シェイクスピア研究やフェミニスト批評などを専門とする研究者の北村紗衣(きたむら・さえ)さんによる新書『批評の教室─チョウのように読み、ハチのように書く』(筑摩書房)。
「批評」を学ぶ大学生のために書かれた本ですが、本や映画、演劇などの作品をより深く理解するためのポイントから実践的な批評の仕方まで、批評の初心者にも分かりやすい語り口で丁寧に解説されており、私たちが本や映画を楽しむためのヒントも満載です。

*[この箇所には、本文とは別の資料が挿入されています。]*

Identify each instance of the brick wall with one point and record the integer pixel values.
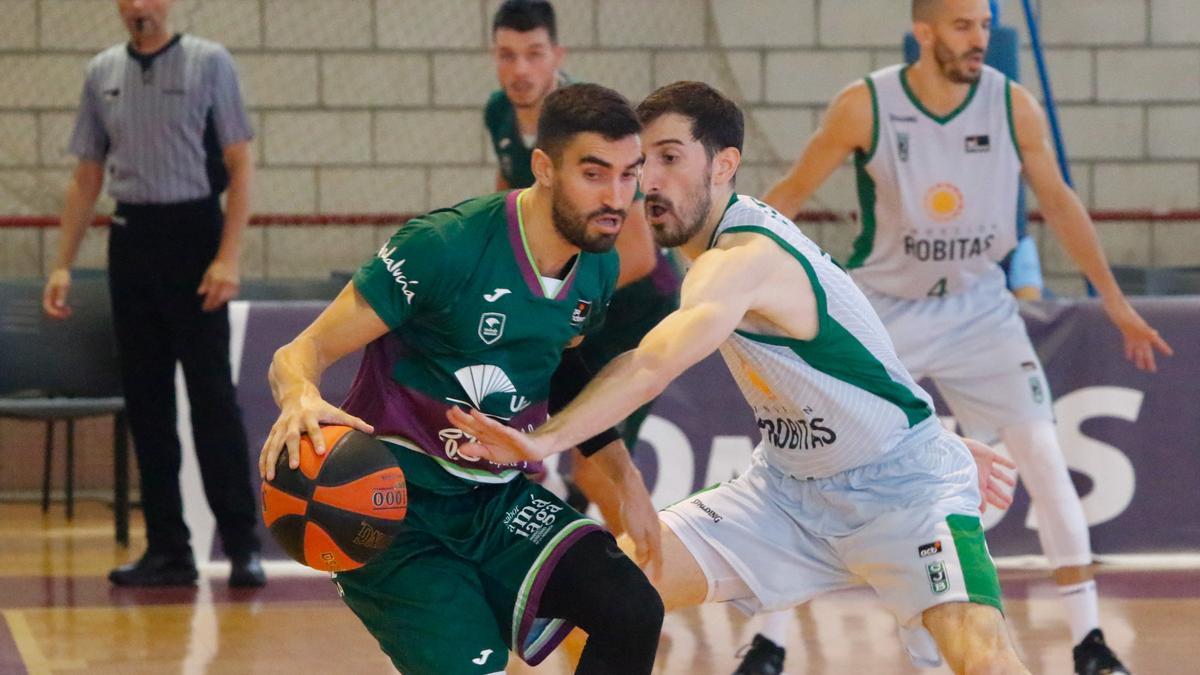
(375, 105)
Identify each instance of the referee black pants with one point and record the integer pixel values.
(156, 258)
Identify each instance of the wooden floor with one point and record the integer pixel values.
(60, 615)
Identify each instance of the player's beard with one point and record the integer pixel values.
(573, 225)
(690, 215)
(953, 66)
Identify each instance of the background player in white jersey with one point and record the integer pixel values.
(855, 479)
(939, 149)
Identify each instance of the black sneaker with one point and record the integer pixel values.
(1093, 657)
(762, 657)
(156, 569)
(246, 572)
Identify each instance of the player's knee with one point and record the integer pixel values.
(973, 639)
(637, 609)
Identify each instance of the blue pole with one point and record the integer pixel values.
(1051, 109)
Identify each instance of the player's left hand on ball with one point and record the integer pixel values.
(993, 479)
(1140, 339)
(493, 441)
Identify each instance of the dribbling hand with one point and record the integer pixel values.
(991, 479)
(493, 441)
(54, 296)
(1140, 339)
(305, 416)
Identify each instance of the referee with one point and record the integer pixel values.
(165, 115)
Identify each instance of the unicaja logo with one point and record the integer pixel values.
(397, 273)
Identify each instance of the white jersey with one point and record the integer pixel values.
(937, 195)
(834, 402)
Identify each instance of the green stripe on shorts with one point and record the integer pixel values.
(978, 569)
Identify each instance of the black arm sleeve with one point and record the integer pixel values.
(569, 380)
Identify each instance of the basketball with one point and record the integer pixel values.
(340, 509)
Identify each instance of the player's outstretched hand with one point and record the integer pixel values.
(1140, 339)
(991, 478)
(305, 416)
(493, 441)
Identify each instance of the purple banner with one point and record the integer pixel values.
(1131, 438)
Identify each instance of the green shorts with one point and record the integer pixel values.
(461, 585)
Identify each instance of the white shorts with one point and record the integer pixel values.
(975, 348)
(907, 526)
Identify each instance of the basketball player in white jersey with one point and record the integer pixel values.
(939, 150)
(855, 479)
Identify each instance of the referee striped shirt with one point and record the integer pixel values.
(161, 120)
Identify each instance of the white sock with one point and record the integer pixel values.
(1081, 603)
(777, 626)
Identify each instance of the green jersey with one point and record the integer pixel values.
(514, 151)
(511, 150)
(473, 323)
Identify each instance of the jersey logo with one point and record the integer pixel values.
(483, 381)
(978, 143)
(903, 145)
(491, 327)
(943, 202)
(397, 272)
(496, 294)
(939, 580)
(582, 309)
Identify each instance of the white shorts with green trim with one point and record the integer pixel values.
(907, 526)
(975, 347)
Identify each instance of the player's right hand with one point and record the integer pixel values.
(305, 414)
(493, 441)
(54, 296)
(995, 485)
(1140, 339)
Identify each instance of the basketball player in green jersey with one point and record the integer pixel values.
(528, 65)
(939, 149)
(473, 306)
(855, 482)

本を書いたきっかけや「批評」の必要性、作品を味わうときに意識したいことなど、北村さんにお話を伺いました。
北村紗衣さん
なぜ「批評の仕方」なのか?
——『批評の教室』を書いたきっかけを教えてください。
北村紗衣さん(以下、北村):『批評の教室』は、私が2018年に武蔵大学のゼミで行った内容がもとになっています。ゼミではひたすら映画批評だけをしていて、学生の満足度も高かったのですが、カリキュラムの関係で1年のみで終わってしまったんです。その後、筑摩書房の方から「フェミニズム批評の新書を書かないか」というお話をいただいたのですが、フェミニズム批評うんぬん以前に、そもそも大学1年生は批評ができませんし、本の読み方や映画の見方が分からない学生が多かったんです。